Artificial intelligence is entering a phase where the main constraint is no longer model capability but the lack of economic and governance infrastructure, according to a16z crypto.
In a series of forward-looking assessments, members of the firm’s research and investment teams argued that AI systems are now capable of performing substantive work, from academic research to financial tasks, but lack the identity, attribution, and compensation mechanisms required to operate at scale.
As a result, a16z positions blockchain-based systems as infrastructure rather than speculative technology.
AI Moves From Assistance To Discovery
Scott Kominers, a member of the a16z crypto research team and a professor at Harvard Business School, said AI models have progressed rapidly over the past year.
He described a shift from systems that struggled with abstract instructions to models capable of reasoning through complex problems in ways comparable to advanced graduate students.
Kominers said AI is increasingly being used for discovery in reasoning-heavy fields, including mathematics, where models have demonstrated the ability to solve elite university-level problems.
This has enabled a new research style focused on conjecture, synthesis, and exploration, even when intermediate outputs are imperfect.
However, he noted that these workflows often rely on layered systems in which multiple models evaluate and refine each other’s outputs, raising unresolved questions about interoperability and how contributions should be recognized and rewarded.
From KYC To 'Know Your Agent'
Another challenge highlighted by a16z is identity.
Sean Neville, cofounder of Circle and chief executive of Catena Labs, said the agent economy is now constrained less by intelligence and more by trust.
Neville said non-human identities already outnumber human employees across financial systems, yet most remain effectively “unbanked.”
He argued that just as financial institutions rely on know-your-customer rules for humans, AI agents will require cryptographically verifiable credentials, a framework he called “Know Your Agent.”
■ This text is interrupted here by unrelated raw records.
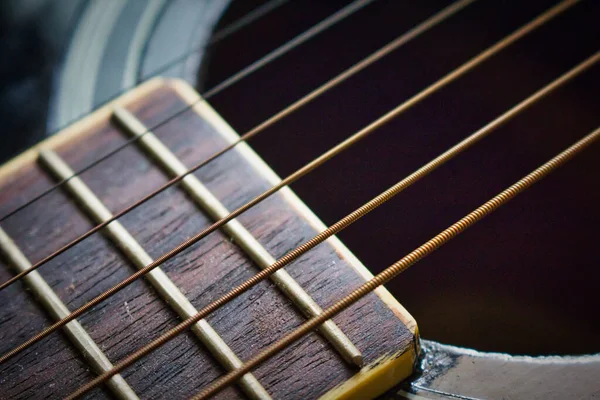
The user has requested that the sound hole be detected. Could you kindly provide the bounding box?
[205,0,600,355]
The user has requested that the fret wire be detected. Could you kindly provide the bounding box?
[60,49,598,398]
[0,0,575,364]
[0,0,474,291]
[0,0,367,224]
[191,127,600,400]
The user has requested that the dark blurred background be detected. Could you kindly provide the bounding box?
[1,0,599,356]
[0,0,78,162]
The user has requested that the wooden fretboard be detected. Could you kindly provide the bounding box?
[0,79,417,399]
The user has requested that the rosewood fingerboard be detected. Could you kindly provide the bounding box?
[0,79,417,399]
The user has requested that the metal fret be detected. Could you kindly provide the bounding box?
[0,227,138,400]
[113,106,363,367]
[37,149,271,400]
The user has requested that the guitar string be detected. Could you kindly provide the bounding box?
[62,51,600,399]
[0,0,577,364]
[0,0,372,224]
[0,0,476,291]
[189,128,600,400]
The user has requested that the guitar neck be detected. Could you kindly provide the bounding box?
[0,78,417,400]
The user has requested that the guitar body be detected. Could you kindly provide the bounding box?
[1,1,600,399]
Without such systems, Neville said, merchants and platforms will continue blocking autonomous agents from transacting at scale.
AI’s Strain On The Open Web
Liz Harkavy, an investor on the a16z crypto team, warned that AI agents are imposing an “invisible tax” on the open web by extracting value from content while bypassing ad- and subscription-based revenue models.
She said existing licensing deals have proven insufficient and argued that the web needs real-time, usage-based compensation systems.
Blockchain-enabled micropayments and attribution standards, she said, could allow value to flow automatically to contributors.